Existing gas supplies will likely negate the need for rationing even though European governments missed their gas consumption reduction targets
Easing gas prices and warm weather signal that the risk of a severe downside scenario has subsided substantially. Executives should not be complacent, however, and should note that input costs are set to remain historically elevated, while the operational environment will continue to be uneasy, albeit slightly more predictable in the short term. Additionally, firms should continue to assess their exposure to a renewed energy crunch in Q3 2023 and revisit their scenario planning to ensure they account for re-emerging risks.
- Warmer weather across Europe has alleviated pressures on European gas inventories, which inched slightly down to 82.0% of full capacity.
- While European markets, such as Germany, have missed their gas consumption reduction targets, existing supplies will likely negate the need for government-mandated gas rationing.
- Dutch TTF gas futures have fallen to EUR 70.0 from around EUR 150 throughout December 2022 on the back of reduced pressures on inventories.
- Energy support measures diverge across Europe, with some governments planning to begin scaling them down from April/May 2023.

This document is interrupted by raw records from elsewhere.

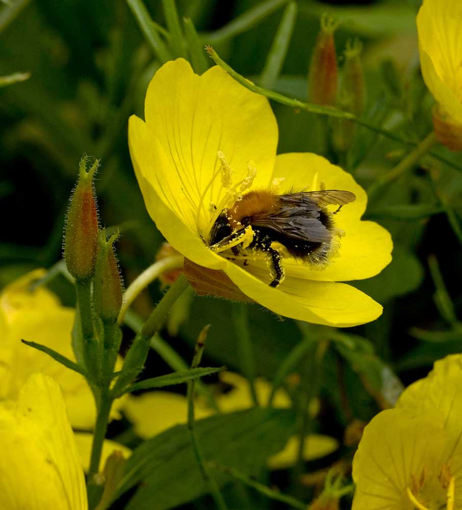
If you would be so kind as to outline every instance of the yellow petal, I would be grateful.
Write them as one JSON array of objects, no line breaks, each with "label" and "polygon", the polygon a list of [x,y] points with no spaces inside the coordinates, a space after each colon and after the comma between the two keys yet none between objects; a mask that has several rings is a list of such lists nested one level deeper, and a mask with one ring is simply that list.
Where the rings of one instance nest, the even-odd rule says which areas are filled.
[{"label": "yellow petal", "polygon": [[60,306],[59,299],[43,286],[35,290],[31,286],[43,276],[45,269],[35,269],[7,285],[0,294],[0,315],[6,323],[12,324],[21,313]]},{"label": "yellow petal", "polygon": [[59,386],[31,376],[0,405],[0,508],[87,510],[83,470]]},{"label": "yellow petal", "polygon": [[314,282],[287,276],[276,289],[270,287],[269,269],[229,264],[225,270],[249,297],[275,313],[315,324],[347,327],[376,319],[382,313],[378,303],[345,284]]},{"label": "yellow petal", "polygon": [[[293,436],[287,442],[284,449],[270,457],[267,465],[270,469],[286,469],[294,466],[298,456],[298,437]],[[303,460],[314,461],[335,452],[339,447],[339,442],[333,438],[320,434],[311,434],[305,439],[303,445]]]},{"label": "yellow petal", "polygon": [[462,123],[462,4],[425,0],[417,21],[425,84],[448,114]]},{"label": "yellow petal", "polygon": [[[137,177],[139,181],[142,176],[148,184],[141,187],[156,223],[157,211],[146,193],[155,193],[196,232],[199,211],[199,223],[205,227],[211,205],[218,206],[225,194],[219,151],[233,169],[234,183],[247,175],[252,161],[257,169],[254,185],[268,185],[277,142],[274,115],[265,98],[240,85],[221,68],[199,76],[183,59],[168,62],[148,88],[145,116],[147,140],[134,137],[133,121],[129,140]],[[147,162],[140,154],[146,144],[155,157]],[[174,246],[169,232],[158,226]]]},{"label": "yellow petal", "polygon": [[379,413],[365,428],[354,455],[352,510],[412,508],[406,489],[423,472],[425,479],[436,479],[444,440],[443,424],[435,413]]},{"label": "yellow petal", "polygon": [[451,354],[435,362],[427,377],[403,392],[396,406],[416,413],[433,410],[448,433],[448,454],[462,455],[462,354]]},{"label": "yellow petal", "polygon": [[[129,144],[146,208],[164,237],[175,249],[199,265],[212,269],[225,267],[226,260],[207,248],[195,228],[185,222],[176,202],[170,203],[165,193],[158,194],[158,186],[170,185],[170,178],[163,173],[168,161],[162,148],[155,149],[159,142],[147,126],[134,116],[129,122]],[[184,197],[178,199],[179,203],[186,203]]]},{"label": "yellow petal", "polygon": [[[93,444],[93,434],[88,432],[76,432],[74,434],[74,438],[84,471],[88,473],[90,468],[90,456],[91,454],[91,446]],[[108,457],[115,451],[120,452],[124,458],[128,458],[132,454],[132,450],[126,446],[110,439],[105,439],[102,444],[102,451],[99,463],[100,471],[102,471]]]},{"label": "yellow petal", "polygon": [[[18,294],[21,299],[26,299],[27,295],[25,292]],[[50,293],[48,297],[54,296]],[[73,309],[51,307],[42,301],[32,311],[22,310],[16,316],[0,343],[0,399],[17,398],[29,376],[42,372],[56,379],[62,388],[72,426],[85,430],[93,427],[96,410],[84,377],[20,341],[23,339],[42,344],[75,361],[71,346],[75,315]],[[118,363],[120,366],[120,360]],[[115,401],[112,418],[117,417],[121,404],[120,399]]]},{"label": "yellow petal", "polygon": [[[199,403],[195,403],[194,411],[197,420],[213,414]],[[152,391],[139,397],[131,395],[124,404],[123,412],[133,423],[137,435],[147,439],[174,425],[186,423],[188,401],[178,393]]]},{"label": "yellow petal", "polygon": [[278,156],[273,175],[285,177],[281,193],[290,190],[316,191],[323,181],[327,189],[351,191],[356,195],[354,202],[347,204],[335,216],[336,224],[345,236],[340,239],[338,252],[328,265],[313,269],[286,259],[284,264],[287,275],[311,280],[350,281],[373,276],[391,262],[393,243],[389,233],[374,222],[360,221],[367,196],[350,174],[325,158],[307,152]]}]

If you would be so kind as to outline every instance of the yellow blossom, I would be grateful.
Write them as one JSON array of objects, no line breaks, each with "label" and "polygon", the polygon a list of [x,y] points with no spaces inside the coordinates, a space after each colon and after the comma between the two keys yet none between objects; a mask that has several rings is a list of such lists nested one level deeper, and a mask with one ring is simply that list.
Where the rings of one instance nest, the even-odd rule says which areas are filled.
[{"label": "yellow blossom", "polygon": [[[16,398],[29,375],[42,372],[53,376],[62,388],[72,427],[89,429],[94,423],[96,410],[83,376],[21,342],[21,339],[36,342],[75,361],[71,346],[75,310],[62,306],[43,287],[31,290],[44,274],[44,270],[36,270],[0,293],[0,400]],[[119,416],[120,405],[116,400],[113,418]]]},{"label": "yellow blossom", "polygon": [[87,510],[85,480],[61,391],[35,374],[0,403],[0,508]]},{"label": "yellow blossom", "polygon": [[462,355],[435,363],[368,425],[353,510],[462,508]]},{"label": "yellow blossom", "polygon": [[[180,59],[163,66],[151,81],[145,118],[130,120],[135,171],[151,217],[186,259],[224,272],[247,298],[287,317],[348,326],[380,315],[379,304],[337,282],[379,272],[391,260],[389,233],[361,221],[366,194],[341,168],[312,154],[276,156],[277,125],[265,98],[220,67],[198,76]],[[323,182],[326,189],[356,195],[336,216],[345,233],[337,256],[320,269],[285,259],[286,278],[277,288],[268,285],[266,260],[229,260],[208,244],[221,210],[243,193],[269,189],[273,182],[280,194],[292,188],[319,190]],[[242,241],[248,242],[251,233]]]},{"label": "yellow blossom", "polygon": [[424,0],[417,15],[420,65],[438,103],[433,113],[438,139],[462,148],[462,3]]}]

While European gas prices have fallen to September 2021 levels, marking substantial alleviation, they remain historically high and will continue to be a source of inflation pressures. The problem is compounded by the fact that gas operators and suppliers purchased gas supplies at a significantly higher price during Q3 and Q4 2022, which will continue to complicate the operational environment. Warm weather and strong inventory supplies, however, mean that the major risk of government-mandated gas rationing is negligible, even if weather conditions deteriorate through February and March 2023. While electricity caps in some markets, such as the UK, Spain, and Portugal, are set to expire in April and May, governments will likely seek to extend some of them in a more limited capacity, which should prevent a new uptick in inflation. In Germany, the government approved a EUR 99 billion energy support package that introduces preferential rates for businesses, while consumers and small businesses will benefit from a fixed rate of 12 cents per kWh for 80% of their last year’s consumption, with anything above that being subject to market rates. The measure should extend through April 2024 and further provide some predictability when it comes to both headline inflation and input costs.
Tight LNG supplies and higher demand expectations in Asia mean that the problem of gas supplies will likely re-emerge between September and November 2023. While strong inventories through January 2023 should alleviate some of the mounting risks going forward, the permanent loss of Russian gas flows and European governments’ inability to secure substantial new short-term supplies will renew the possibility of hard energy rationing, especially in the case of a cold winter. While the latter is not part of our base-case scenario for Europe, it serves as a reminder that scenario planning will remain crucial in the long term.